Am 18. Mai war es wieder so weit: Der Welttag der Gartentherapie wurde in der Klinik Hietzing gefeiert. Eine Veranstaltung, die nicht nur die heilende Kraft der Natur in den Fokus rückte, sondern auch einen Raum für Begegnungen und kreativen Austausch schuf. Führungen durch den Therapiegarten, Mitmach-Stationen wie Becherbemalen und eine Tast-Station mit roten Maiskörnern sorgten für fröhliche Gesichter und eine lebendige Atmosphäre. Hier verbinden sich moderne Therapieansätze mit ökologischer Verantwortung – und das ganz konkret in den grünen Oasen, die in der Klinik geschaffen wurden.
Besonders der neue Therapiegarten neben Pavillon 1, der seit Frühjahr 2020 eröffnet ist, bietet Rückzugsorte und Lernräume für die Patienten. Dieser Garten wurde gemeinsam von Mitarbeitern und Patienten gestaltet und weiterentwickelt. Ein wunderbarer Ort, um die heilende Wirkung der Natur zu erfahren und sich mit den Themen Biodiversität und nachhaltige Gestaltung auseinanderzusetzen. Im Therapiegarten treffen Projekte wie Kompostierung, Wildblumenflächen und sogar Insektenhotels zusammen, um ein ökologisches Bewusstsein zu fördern.
Therapie mit grünem Daumen
Die Gartentherapie hat in der Klinik Hietzing eine lange Tradition: Seit über 25 Jahren wird sie hier praktiziert. Ursprünglich wurde sie im Geriatriezentrum zur Aktivierung älterer Menschen eingesetzt, hat sich aber mittlerweile auch auf geflüchtete Menschen ausgeweitet. Die Patienten erleben, wie ihr eigenes Handeln mit globalen Herausforderungen wie dem Klimawandel verknüpft ist. Diese Art der Therapie zeigt nicht nur, dass die Natur heilen kann, sondern auch, wie wichtig sie für unsere psychische Gesundheit ist.
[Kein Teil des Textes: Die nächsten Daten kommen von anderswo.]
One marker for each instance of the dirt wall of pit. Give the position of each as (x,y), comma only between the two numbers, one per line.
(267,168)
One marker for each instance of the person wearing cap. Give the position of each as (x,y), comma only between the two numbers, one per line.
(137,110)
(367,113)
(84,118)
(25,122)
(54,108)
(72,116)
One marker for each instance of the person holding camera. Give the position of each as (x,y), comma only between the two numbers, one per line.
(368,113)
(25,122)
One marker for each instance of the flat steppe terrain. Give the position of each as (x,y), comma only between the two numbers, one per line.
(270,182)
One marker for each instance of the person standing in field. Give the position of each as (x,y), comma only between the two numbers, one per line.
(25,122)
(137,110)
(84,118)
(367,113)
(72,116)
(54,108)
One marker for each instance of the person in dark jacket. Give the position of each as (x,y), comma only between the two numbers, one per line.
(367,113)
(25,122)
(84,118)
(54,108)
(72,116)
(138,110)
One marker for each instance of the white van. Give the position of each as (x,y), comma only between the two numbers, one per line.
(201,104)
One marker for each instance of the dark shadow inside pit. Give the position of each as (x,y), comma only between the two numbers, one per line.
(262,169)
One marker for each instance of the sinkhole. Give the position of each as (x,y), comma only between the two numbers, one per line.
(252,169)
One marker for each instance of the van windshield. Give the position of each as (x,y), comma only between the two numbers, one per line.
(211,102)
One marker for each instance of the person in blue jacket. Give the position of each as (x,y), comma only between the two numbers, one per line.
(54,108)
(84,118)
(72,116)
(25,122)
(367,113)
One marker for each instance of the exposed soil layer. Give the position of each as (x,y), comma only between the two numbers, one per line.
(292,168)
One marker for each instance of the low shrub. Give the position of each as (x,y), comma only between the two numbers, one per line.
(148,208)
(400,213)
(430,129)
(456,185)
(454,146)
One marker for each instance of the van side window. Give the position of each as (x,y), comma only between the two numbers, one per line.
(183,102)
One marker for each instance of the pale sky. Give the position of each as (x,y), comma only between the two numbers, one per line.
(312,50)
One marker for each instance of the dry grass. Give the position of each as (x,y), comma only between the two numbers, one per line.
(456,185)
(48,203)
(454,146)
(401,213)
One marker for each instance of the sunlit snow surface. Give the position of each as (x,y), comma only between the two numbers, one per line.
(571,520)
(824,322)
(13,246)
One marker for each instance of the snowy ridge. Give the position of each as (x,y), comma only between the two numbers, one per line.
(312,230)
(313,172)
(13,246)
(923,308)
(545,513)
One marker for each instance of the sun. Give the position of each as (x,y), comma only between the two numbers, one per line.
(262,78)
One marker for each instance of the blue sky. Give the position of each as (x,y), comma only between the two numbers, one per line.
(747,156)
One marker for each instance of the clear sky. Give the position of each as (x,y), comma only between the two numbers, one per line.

Ein besonderes Projekt, das im Therapiegarten ins Leben gerufen wurde, ist „Cooling down“. Hier wird nicht nur die Biodiversität gefördert, sondern auch ein Raum geschaffen, der stärkend und beruhigend wirkt. Kompostierung, Mulchen oder die Anlage von Mischkulturen sind dabei nur einige der ökologischen Maßnahmen, die in die therapeutische Arbeit integriert werden. Und das Beste? Die Patienten dürfen aktiv mitgestalten und so ihre eigenen Erfahrungen in der Natur sammeln.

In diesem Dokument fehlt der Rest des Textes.